Rivian is losing its head of manufacturing engineering at a critical time. The company is trying to sustainably ramp up the production of its R1T electric pickup truck as it reorganizes its leadership.

Charly Mwangi has been a longtime automotive engineer. Mwangi rose to the level of senior director of engineering at Tesla during his six-year tenure at the company and has been executive vice president in charge of manufacturing engineering at Rivian since 2020.

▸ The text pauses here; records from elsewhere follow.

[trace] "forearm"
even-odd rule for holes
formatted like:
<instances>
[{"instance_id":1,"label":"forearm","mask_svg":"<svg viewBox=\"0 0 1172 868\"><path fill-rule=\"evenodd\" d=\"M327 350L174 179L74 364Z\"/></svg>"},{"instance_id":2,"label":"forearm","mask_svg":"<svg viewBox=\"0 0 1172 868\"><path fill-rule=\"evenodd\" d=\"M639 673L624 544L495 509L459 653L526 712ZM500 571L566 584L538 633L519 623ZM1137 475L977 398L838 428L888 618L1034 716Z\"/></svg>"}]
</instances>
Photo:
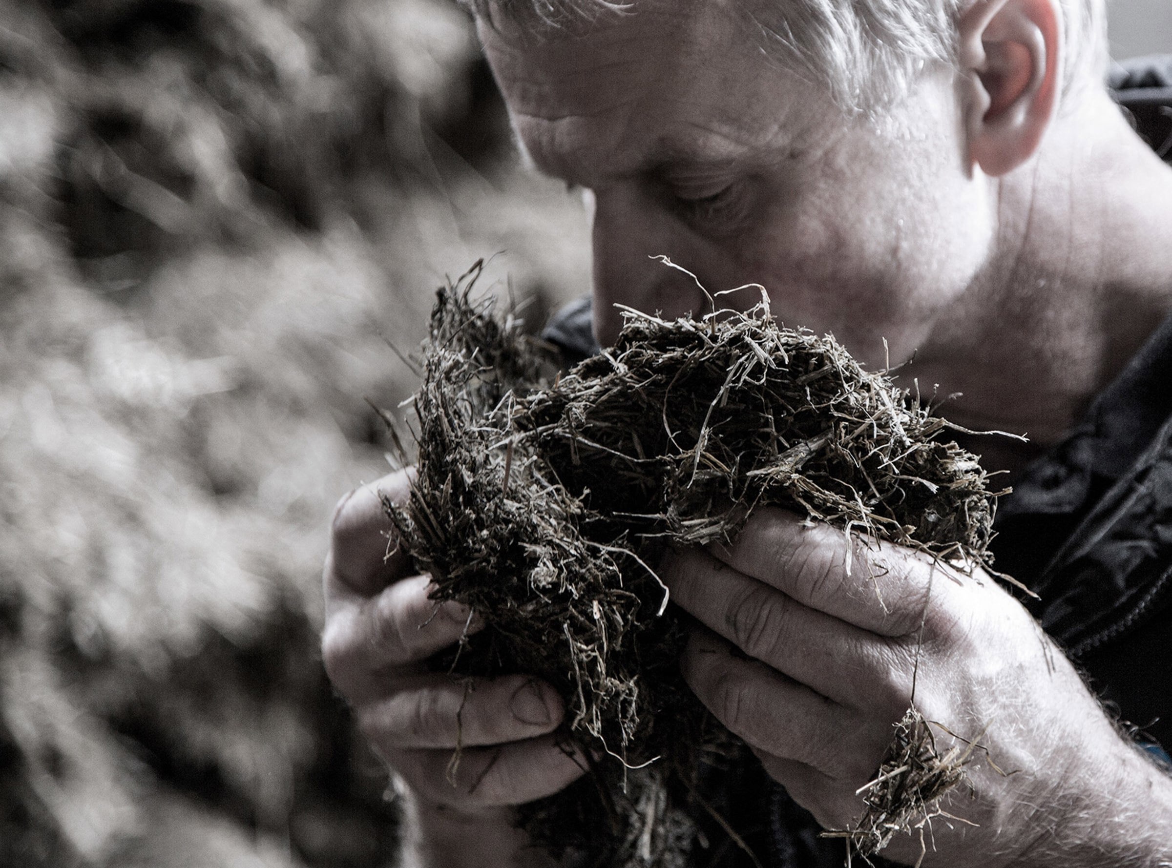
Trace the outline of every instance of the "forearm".
<instances>
[{"instance_id":1,"label":"forearm","mask_svg":"<svg viewBox=\"0 0 1172 868\"><path fill-rule=\"evenodd\" d=\"M1172 775L1120 743L1081 792L1037 806L1037 838L1015 868L1172 868Z\"/></svg>"},{"instance_id":2,"label":"forearm","mask_svg":"<svg viewBox=\"0 0 1172 868\"><path fill-rule=\"evenodd\" d=\"M403 795L402 868L556 868L512 825L512 811L469 814Z\"/></svg>"}]
</instances>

In an email obtained by Bloomberg, Rivian CEO R.J. Scaringe confirmed that Mwangi is leaving and that the company’s leadership is undergoing a reorganization. Most notably in the reorganization, Rivian will bring on Frank Klein, a former Magna executive, as chief operating officer (COO) – most of the top manufacturing leadership will now report to him.

Scaringe wrote in the email:

This is an important time for our growing business, all of which is happening in an extremely challenging environment. We are well-positioned for long-term success, but we must continuously evaluate how we operate.

Another important part of the reorganization is the splitting of Rivian’s commercial business, which mainly consists of its electric van for Amazon, and its retail business, which consists of the R1T electric pickup truck and R1S electric SUV.

The reorganization comes as Rivian is ramping up production of those vehicles but not without issues. The company has already reduced its guidance for production this year due to supply chain issues.

Last quarter, Rivian produced 2,553 electric vehicles and delivered 1,227 of them. It is currently losing a lot of money on those vehicles during the production ramp-up. Right now, Rivian is in a race to continue increasing production to satisfy demand while trying to improve its gross margin to produce the EVs profitably and stop hemorrhaging money.

Electrek’s Take

Hopefully, the reorganization will help on that front. While I don’t think it’s yet critical thanks to Rivian’s strong cash balance, the company needs to start showing a trend of improving gross margin because it is going to start being an issue if it still has a negative gross margin by the time it produces more than 10,000 vehicles per quarter.

We recently reviewed the Rivian R1T, and we loved the product, but we won’t be able to love future Rivian products if they can’t produce profitably, which is why that’s important to follow this thread at Rivian in the coming months.